Forex news for US trade on Sept 23, 2021:

Markets:

  • Gold down $21 to $1747
  • S&P 500 up 53 points to 4448
  • WTI crude oil up $1.00 to $73.22
  • US 10-year yields up 9.2 bps to 1.42%
  • NZD leads, JPY lags

With the Fed out of the way and more indications that China is prepared for Evergrande (and could even stimulate real estate) the market embraced the warm-and-fuzzies with a classic risk-on move, the kind we haven't seen in awhile.

That meant higher stocks, higher commodities, a jump in risky FX and, notably, higher yields. The rates market used to work with stocks in that way but more recently, there have been times when higher yields cause fright in equities. It's particularly stark today given such a large move to a two-month high in yields.

Ultimately though, 1.42% 10-year rates are still extremely low by historical standards and we could be seeing a shift back to the reflationary trade.

In terms of correlations, it was what you would expect with the dollar doing better against the low-yielding yen, euro and franc. USD/JPY held a steady bid to finish a half-cent higher at 110.30. That pair has been dead for months but it will be one to keep an eye on if this move in yields continues.

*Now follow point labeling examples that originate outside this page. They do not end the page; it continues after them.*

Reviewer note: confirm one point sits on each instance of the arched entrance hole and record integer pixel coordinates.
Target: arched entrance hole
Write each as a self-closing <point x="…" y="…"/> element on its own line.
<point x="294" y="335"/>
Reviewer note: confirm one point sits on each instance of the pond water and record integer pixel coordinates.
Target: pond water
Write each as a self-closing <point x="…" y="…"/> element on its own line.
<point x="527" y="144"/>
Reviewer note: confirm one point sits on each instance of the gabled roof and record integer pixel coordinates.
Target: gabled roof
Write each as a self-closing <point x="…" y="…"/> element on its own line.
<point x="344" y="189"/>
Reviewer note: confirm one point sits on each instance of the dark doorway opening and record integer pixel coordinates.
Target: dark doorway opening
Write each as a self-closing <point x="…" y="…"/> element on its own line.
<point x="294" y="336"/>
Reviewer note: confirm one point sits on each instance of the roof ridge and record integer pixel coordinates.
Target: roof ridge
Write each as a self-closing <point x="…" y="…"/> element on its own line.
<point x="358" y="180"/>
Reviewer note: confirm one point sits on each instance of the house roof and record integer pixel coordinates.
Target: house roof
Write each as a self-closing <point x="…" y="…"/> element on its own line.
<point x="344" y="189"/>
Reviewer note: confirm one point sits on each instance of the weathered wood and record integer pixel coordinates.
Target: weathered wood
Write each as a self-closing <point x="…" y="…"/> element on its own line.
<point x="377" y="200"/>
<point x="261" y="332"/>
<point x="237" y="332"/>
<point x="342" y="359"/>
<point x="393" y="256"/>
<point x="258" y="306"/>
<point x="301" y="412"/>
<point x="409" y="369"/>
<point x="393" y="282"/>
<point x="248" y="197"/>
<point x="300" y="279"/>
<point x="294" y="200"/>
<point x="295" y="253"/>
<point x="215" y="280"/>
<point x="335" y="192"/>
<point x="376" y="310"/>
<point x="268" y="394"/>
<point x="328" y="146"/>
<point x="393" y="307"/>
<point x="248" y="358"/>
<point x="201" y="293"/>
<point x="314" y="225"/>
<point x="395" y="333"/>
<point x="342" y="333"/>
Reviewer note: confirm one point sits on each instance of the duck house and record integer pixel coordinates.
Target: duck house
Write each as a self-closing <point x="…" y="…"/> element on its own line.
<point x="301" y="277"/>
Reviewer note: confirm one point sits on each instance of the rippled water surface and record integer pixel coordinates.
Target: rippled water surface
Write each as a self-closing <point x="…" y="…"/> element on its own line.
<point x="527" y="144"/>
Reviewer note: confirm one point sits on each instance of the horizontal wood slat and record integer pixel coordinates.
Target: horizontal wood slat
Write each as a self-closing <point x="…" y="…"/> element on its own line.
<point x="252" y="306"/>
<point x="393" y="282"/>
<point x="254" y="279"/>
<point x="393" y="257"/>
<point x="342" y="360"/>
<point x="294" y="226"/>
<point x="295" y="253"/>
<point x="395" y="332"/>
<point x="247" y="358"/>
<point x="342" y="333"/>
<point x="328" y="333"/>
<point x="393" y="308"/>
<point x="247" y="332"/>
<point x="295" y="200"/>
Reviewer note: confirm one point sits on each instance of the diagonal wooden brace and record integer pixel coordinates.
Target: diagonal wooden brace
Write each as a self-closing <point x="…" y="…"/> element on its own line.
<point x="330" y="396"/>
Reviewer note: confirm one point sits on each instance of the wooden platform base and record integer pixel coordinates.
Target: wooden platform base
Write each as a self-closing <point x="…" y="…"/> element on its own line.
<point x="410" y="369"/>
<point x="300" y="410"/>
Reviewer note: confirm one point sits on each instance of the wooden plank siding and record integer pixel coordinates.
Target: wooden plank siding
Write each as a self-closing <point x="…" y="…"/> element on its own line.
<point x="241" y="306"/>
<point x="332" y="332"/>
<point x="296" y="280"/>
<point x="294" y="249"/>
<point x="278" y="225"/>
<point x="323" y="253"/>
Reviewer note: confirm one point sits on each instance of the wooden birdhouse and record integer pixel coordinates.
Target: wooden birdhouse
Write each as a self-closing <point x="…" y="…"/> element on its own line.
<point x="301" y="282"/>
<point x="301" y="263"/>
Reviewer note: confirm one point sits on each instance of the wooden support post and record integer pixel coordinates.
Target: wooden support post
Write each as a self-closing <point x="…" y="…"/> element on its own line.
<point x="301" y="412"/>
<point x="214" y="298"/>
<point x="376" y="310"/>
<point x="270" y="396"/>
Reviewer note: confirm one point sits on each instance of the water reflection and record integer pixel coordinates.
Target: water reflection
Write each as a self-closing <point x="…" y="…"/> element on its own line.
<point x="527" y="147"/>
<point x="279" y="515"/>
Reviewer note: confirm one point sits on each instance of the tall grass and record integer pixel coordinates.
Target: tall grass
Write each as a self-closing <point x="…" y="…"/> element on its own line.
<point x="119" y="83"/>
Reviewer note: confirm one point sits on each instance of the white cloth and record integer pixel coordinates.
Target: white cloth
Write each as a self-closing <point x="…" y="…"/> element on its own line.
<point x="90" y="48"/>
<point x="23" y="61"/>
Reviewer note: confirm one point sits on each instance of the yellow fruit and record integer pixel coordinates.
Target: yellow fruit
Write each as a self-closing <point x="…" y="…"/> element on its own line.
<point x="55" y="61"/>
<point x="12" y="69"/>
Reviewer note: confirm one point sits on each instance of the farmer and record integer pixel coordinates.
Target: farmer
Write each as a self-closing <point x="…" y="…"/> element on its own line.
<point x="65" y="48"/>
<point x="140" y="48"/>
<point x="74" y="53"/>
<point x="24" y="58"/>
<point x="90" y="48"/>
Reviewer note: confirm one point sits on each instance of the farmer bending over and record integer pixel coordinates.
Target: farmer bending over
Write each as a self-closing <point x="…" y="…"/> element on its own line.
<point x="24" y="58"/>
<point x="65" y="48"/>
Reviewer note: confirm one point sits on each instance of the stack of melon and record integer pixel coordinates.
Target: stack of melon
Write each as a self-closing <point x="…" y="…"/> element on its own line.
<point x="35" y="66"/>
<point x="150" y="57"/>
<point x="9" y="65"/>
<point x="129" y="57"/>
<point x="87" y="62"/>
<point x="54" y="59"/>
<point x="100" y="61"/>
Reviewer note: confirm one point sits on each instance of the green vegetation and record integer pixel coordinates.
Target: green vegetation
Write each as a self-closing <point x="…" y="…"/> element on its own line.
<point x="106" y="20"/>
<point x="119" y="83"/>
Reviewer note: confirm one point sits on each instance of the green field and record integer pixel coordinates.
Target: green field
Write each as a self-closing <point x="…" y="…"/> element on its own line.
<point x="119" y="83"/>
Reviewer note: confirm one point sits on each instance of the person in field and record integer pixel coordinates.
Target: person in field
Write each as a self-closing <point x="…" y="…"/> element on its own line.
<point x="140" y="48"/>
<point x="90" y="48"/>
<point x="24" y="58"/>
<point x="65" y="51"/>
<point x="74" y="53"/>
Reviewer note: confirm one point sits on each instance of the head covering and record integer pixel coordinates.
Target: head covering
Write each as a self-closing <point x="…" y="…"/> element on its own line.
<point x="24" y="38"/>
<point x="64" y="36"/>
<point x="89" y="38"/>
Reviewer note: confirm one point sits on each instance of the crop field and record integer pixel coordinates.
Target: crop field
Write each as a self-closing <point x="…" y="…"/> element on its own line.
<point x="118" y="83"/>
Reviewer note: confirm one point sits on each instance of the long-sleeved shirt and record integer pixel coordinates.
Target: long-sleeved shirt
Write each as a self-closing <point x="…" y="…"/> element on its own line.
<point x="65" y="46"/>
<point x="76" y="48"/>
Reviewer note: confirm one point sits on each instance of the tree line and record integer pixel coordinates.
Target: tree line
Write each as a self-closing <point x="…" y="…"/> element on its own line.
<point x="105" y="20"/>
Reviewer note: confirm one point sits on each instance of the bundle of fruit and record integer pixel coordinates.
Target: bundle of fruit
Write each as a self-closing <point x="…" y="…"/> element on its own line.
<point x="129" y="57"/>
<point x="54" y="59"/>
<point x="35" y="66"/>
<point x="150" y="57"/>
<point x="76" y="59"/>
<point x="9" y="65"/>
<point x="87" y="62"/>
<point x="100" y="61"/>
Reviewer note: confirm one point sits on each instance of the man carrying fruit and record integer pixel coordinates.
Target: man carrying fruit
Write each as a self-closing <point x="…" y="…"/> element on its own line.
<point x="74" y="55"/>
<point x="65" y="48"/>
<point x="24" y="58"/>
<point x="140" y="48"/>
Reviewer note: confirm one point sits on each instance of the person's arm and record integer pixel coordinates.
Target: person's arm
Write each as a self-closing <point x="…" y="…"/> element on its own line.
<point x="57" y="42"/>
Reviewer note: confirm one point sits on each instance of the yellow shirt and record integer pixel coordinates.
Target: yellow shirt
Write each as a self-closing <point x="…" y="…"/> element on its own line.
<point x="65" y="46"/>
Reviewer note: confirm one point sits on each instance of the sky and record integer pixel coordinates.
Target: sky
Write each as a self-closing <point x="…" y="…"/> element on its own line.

It wasn't just US rates that moved up so the rest of the world kept pace with the dollar and the better mood provided strong backing for the commodity currencies. AUD and NZD were strong in New York while the loonie moved earlier.

Cable liked what it heard from the BOE but the rally in GBP was mostly about the risk trade, as it kept pace with the commodity currencies. GBP/USD is still only half-way back to the Sept 15 open so it's way too soon to draw any conclusions but the rally looks to have formed a triple bottom at the Aug and July lows.